NOCS¶
The focus of this example is to show how to render the Normalized Object Coordinate Space (NOCS).
See the paper Normalized Object Coordinate Space for Category-Level6D Object Pose and Size Estimation for more details.
Usage¶
Execute in the BlenderProc main directory:
blenderproc run examples/datasets/nocs/main.py <PATH_TO_ShapeNetCore.v2> examples/datasets/nocs/output
examples/datasets/nocs/main.py
: path to the python file with pipeline configuration.- <PATH_TO_ShapeNetCore.v2>: path to the downloaded shape net core v2 dataset, get it [here](http://www.shapenet.org/)
examples/advanced/nocs/output
: path to the output directory.
Visualization¶
In the output folder you will find a series of .hdf5
containers. These can be visualized with the script:
blenderproc vis hdf5 examples/datasets/nocs/output/*.hdf5
Steps¶
- Set the ShapeNet category as specified with
bproc.loader.load_shapenet()
. - Sample camera poses
bproc.camera
. - Render RGB with
bproc.renderer.render()
. - Render NOCS with
bproc.renderer.render_nocs()
. - Write HDF5 file:
bproc.writer.write_hdf5()
.
Python file (main.py)¶
ShapeNetLoader¶
shapenet_obj = bproc.loader.load_shapenet(args.shapenet_path, used_synset_id="02942699", used_source_id="97690c4db20227d248e23e2c398d8046", move_object_origin=False)

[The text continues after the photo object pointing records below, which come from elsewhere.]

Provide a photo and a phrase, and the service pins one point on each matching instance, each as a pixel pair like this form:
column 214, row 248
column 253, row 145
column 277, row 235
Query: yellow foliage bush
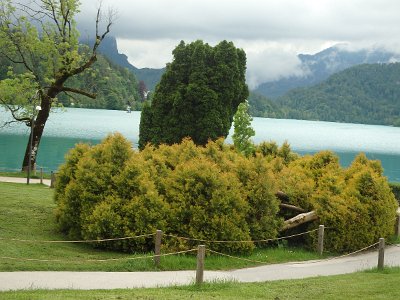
column 214, row 193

- This loads a camera object from the ShapeNet dataset
- Make sure to disable
move_object_origin
, as otherwise the local coordinates of the object are changed. - ShapeNet objects are already normalized, so all local coordinates should be in
[-1, 1]
NOCS Renderer¶
data.update(bproc.renderer.render_nocs())
bproc.renderer.render_nocs()
renders NOCS of all frames- Thereby, the local coordinates
[-1, 1]
are mapped into the[0, 1]
colorspace - The rendering function returns a dict, containing one entry
nocs
which points to the list of rendered NOCS frames.